This is the phrase Google uses to warm up the beginning three emails to me about something a little less faux personable: a vestigial email account of a doomed startup being “targeted for deletion.”
There is no one “looking”, this is an automated email. If they had looked, the appearance would not merely resemble someone that hadn’t logged in. The algorithm that generated this email “knows”, with a certitude that borders on the absolute, I have not accessed the failed startup gmail account in question in the last sixty days.
Product marketers in tech have made large strides away from adopting by default language that sounded like it came from commented code. Though as the rest of the targeted for deletion email shows, it’s hard to expunge this instinct entirely.
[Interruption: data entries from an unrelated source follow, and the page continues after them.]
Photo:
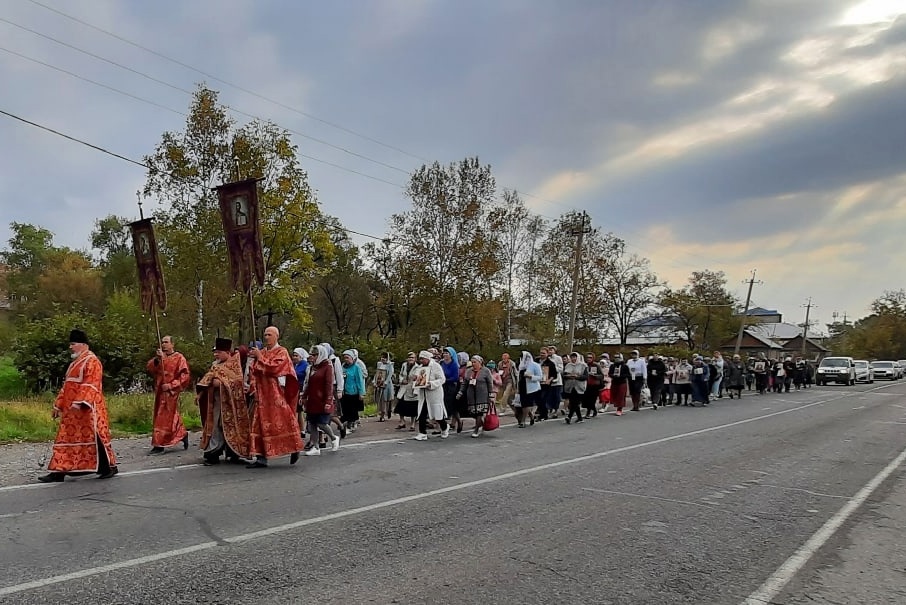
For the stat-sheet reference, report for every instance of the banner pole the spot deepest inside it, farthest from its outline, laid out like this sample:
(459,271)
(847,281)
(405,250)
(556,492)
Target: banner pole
(156,320)
(252,313)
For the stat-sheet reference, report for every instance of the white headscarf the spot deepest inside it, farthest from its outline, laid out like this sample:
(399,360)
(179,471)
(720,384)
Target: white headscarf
(320,354)
(525,360)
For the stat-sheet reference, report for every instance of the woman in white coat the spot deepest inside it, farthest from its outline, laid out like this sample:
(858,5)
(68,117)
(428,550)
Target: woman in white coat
(429,386)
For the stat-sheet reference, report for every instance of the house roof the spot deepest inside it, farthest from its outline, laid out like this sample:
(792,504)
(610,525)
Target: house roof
(755,311)
(797,343)
(780,331)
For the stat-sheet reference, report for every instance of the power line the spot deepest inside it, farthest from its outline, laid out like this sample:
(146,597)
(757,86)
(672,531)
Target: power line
(255,94)
(190,93)
(249,115)
(227,83)
(182,113)
(323,223)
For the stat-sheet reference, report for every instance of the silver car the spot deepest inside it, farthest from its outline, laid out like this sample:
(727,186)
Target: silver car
(863,371)
(885,369)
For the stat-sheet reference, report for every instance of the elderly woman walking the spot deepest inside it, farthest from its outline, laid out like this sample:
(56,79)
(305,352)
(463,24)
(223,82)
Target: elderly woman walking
(529,389)
(477,386)
(318,401)
(383,386)
(575,379)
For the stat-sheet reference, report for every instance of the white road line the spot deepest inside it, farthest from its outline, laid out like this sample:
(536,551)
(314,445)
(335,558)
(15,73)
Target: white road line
(279,529)
(358,444)
(786,572)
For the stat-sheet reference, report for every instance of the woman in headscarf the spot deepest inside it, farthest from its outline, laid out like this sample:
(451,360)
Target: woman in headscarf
(459,410)
(449,363)
(406,398)
(593,386)
(353,400)
(383,386)
(319,402)
(475,390)
(575,377)
(529,389)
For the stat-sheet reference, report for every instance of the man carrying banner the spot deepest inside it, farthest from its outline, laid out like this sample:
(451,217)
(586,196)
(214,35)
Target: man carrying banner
(221,395)
(171,378)
(82,444)
(275,390)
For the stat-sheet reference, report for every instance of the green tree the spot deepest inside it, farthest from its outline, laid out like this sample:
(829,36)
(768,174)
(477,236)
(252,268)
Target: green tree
(629,289)
(184,168)
(704,309)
There are a series of If-then statements about choices I can make.
The faux looking is made all the more absurd since the language is used in each of the three notices I’ve gotten on the matter.
Does the daft personality make us trust Google more or less? I think less. There were alternate routes to achieve this end. Something like:
“Hey, do you want to keep the account x you haven’t used since [Month/Year]? If so, please log in again soon. Deleting unused accounts helps keep our costs down for other users.”
The “soon” would work better than the deadline. A deadline is avoidable, soon is something I’m more likely to take action on anyway, if that was the goal. This is something brands like Southwest Airlines manage to do with ease, and tech could use more of those marketers.
I also suspect they don’t ever really delete this data (unless this is some new regulatory thing.) That’s what these emails really look like to me.